Apple pourrait devoir accepter les paiements tiers et concurrents d’Apple Pay au Royaume-Unis

Apple may have to allow 3rd-party app payments and Apple Pay rivals in UK

La réglementation des pratiques commerciales est au cœur des débats, surtout quand il s’agit des géants technologiques. Récemment, le régulateur britannique a proposé des changements significatifs concernant Apple, en visant à offrir plus de liberté aux développeurs concernant les options de paiement. Cette proposition vise à bouleverser la domination qu’exerce Apple sur son App Store, une démarche qui pourrait avoir des répercussions considérables sur le marché des applications.

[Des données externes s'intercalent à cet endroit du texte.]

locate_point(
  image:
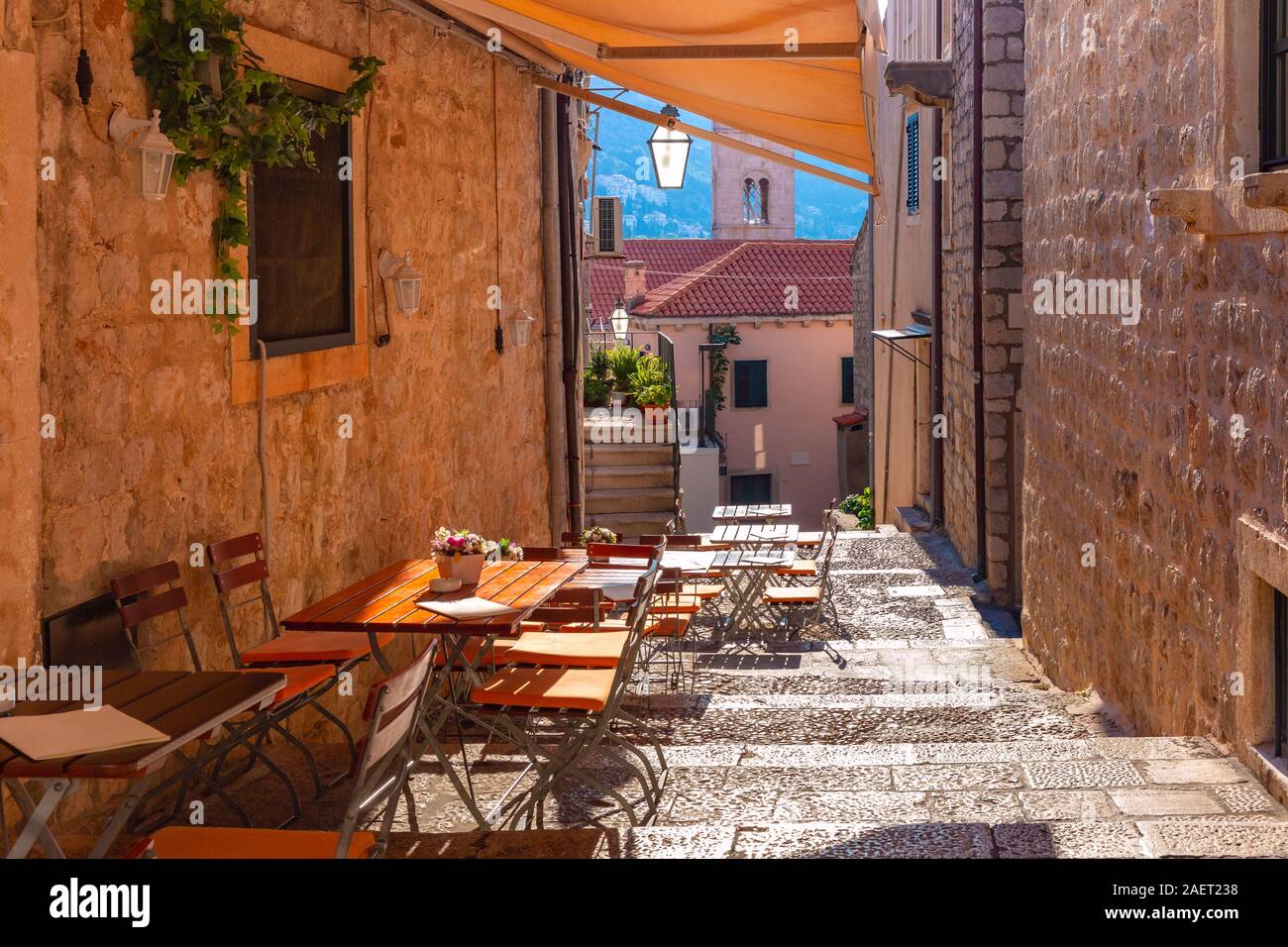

Une réglementation en évolution

Le régulateur britannique, la Competition and Markets Authority (CMA), envisage désormais d’adopter une approche similaire à celles mises en place en Europe et aux États-Unis. En effet, l’Union européenne a exigé qu’Apple accepte les stores d’applications tiers tandis qu’un tribunal américain a affirmé que les développeurs peuvent orienter les utilisateurs vers des solutions de paiement alternatives.

La CMA souhaite tirer les leçons des tentatives d’Apple pour contourner ces réglementations, souvent qualifiées de « conformité malveillante ». Par exemple, en Europe, Apple a mis en place des écrans déroutants pour dissuader l’utilisation de ces stores alternatifs. En parallèle, aux États-Unis, l’entreprise a soutenu qu’elle pouvait toujours prélever des commissions sur les achats effectués en dehors de l’App Store, annulant ainsi les bénéfices potentiels pour les développeurs.

Propositions UK sur les paiements des applications

La CMA propose de permettre aux développeurs de rediriger les utilisateurs vers d’autres options de paiement, en dehors des stores d’applications d’Apple et de Google. Cette mesure attendue pourrait changer la dynamique actuelle, et Google a déjà déclaré qu’il prenait des mesures pour s’y conformer.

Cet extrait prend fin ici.